Tuesday

Marriage in the Seychelles.


French had put a condition on giving Henry and me a marriage blessing — if he hadn’t liked us he
could have said ‘no’ — but I didn’t doubt for a moment that he would agree. I was right. Even better, after we had travelled to Mahé and had tea at the Palace, French offered to marry us in the cathedral; not just a blessing but the full wedding ceremony itself. Henry really liked our friendly local Archbishop and had no problem with the concept. He was one of those amiable atheists who didn’t have an issue with anyone else believing as long as they didn’t try and change his inner world. And he wanted his new wife to be happy, whatever that would take.
I was happy. I felt very blessed. I’d just wanted a church wedding but my ego was thrilled to be married by an Archbishop in a cathedral, even if it were a tiny grey stone building smaller than St. Peter’s back at home. So why was it that on the morning of our wedding, I froze? I couldn’t come out of the bathroom, to head out for the ceremony. Instead I just stared in the mirror at the image of a white-faced woman in beautiful apricot-coloured dress, wearing those very pearls that had been tried on by eager Chinese women and crowned with frangipani on her familiar piles of tumbling hair. I couldn’t move, or think, or do anything.
‘Darling, we have to go,’ said Henry anxiously.
‘I can’t do it,’ I thought. ‘I can’t, I can’t.’
It’s easy enough, with hindsight, to say I had an intuition of what was coming but I didn’t. It was almost certainly just pre-wedding nerves and without family to flatter, comfort and reassure me, I felt very alone.
I asked Henry to pour me a glass of champagne and then told him in no uncertain terms to go away and give me a minute. He did.
Still I stared at my image in the mirror. I drank a glass of champagne, remembered that I was presenter of live TV and radio shows and that when the cue was given, you started the programme no matter how you felt. It was show time. I went out to get married.

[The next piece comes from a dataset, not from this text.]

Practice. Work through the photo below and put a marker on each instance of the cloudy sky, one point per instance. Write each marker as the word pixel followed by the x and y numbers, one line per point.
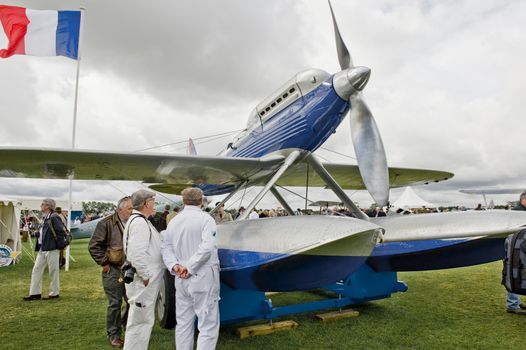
pixel 447 83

Later that afternoon, I went snorkeling. We didn’t have any kind of reception so we were at a bit of a loose end after we came back from the church. It was all a bit flat, to be honest. We spent some time in bed and then, as Henry was sleeping, I went out into the warm, azure ocean to lie dreamily in the shallows watching the fish. There were only patches of coral in the bay of our hotel but it was still beautiful. The weather was glorious and I let the water waft me here and there, feeling perfectly content. At one point, an unexpected wave, probably from a passing boat, washed me close to some coral and I put out my hand to ensure that I wasn’t scratched. I thought nothing of it.

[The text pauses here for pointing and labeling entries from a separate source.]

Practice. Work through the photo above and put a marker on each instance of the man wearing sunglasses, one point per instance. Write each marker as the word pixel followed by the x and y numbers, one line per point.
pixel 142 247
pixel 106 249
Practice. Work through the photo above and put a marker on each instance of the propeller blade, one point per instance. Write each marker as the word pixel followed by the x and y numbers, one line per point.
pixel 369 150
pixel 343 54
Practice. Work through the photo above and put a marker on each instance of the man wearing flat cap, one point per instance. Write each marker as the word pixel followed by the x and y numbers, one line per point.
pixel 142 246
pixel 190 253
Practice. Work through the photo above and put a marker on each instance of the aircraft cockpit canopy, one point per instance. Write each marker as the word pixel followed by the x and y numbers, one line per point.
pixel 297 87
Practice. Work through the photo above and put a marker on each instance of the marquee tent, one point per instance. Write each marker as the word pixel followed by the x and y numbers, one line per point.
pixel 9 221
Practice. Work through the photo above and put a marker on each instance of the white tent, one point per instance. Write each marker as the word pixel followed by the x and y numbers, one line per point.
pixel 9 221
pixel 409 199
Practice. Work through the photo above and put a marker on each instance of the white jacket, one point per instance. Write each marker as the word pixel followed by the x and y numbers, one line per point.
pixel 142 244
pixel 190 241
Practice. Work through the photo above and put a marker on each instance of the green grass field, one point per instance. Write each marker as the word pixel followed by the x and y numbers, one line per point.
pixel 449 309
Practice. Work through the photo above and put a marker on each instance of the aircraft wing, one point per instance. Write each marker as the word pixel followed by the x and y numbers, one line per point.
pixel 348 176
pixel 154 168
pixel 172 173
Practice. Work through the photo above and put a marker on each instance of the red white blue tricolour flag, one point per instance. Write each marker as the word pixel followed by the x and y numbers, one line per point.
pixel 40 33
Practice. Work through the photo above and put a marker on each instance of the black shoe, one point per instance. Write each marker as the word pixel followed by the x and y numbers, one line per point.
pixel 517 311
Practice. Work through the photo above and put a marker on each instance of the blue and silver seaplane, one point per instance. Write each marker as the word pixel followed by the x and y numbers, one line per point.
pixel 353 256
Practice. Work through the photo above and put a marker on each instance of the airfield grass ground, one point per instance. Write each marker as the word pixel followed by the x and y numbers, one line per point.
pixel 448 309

Henry was still sleeping as the sun set so I went to have a bite to eat at the beach café, slightly depressed that it was that on my wedding night I was dining alone. As I raised my burger to my mouth I noticed a mark on my brand new wedding ring. It had been scored more than halfway through by something incredibly sharp. It could only have been the coral but I had no recollection of hitting it so hard. I was devastated that my beautiful ring had been so badly damaged within hours of the ceremony. It seemed like a horrible sign. I was too upset to realise that I had been saved from a half-severed finger.
Three weeks later, when we were back in London, I did some journalistic shifts for Capital Radio in London. My wedding ring had gone off to be mended and I was wearing another, an antique wedding ring known as ‘the Warskett ring’ in my family. I didn’t want to be bare-fingered so soon after marriage and the Warskett ring fitted perfectly well.
While editing a piece for the evening news show, I put my hand out to stop a tape machine that had just finished re-winding and showed no inclination to stop. I caught the metal spool in exactly the same way as I had caught a thousand others during my years in radio. That day, it cut a slash in the Warskett ring that was identical to the one cut by coral on my wedding day.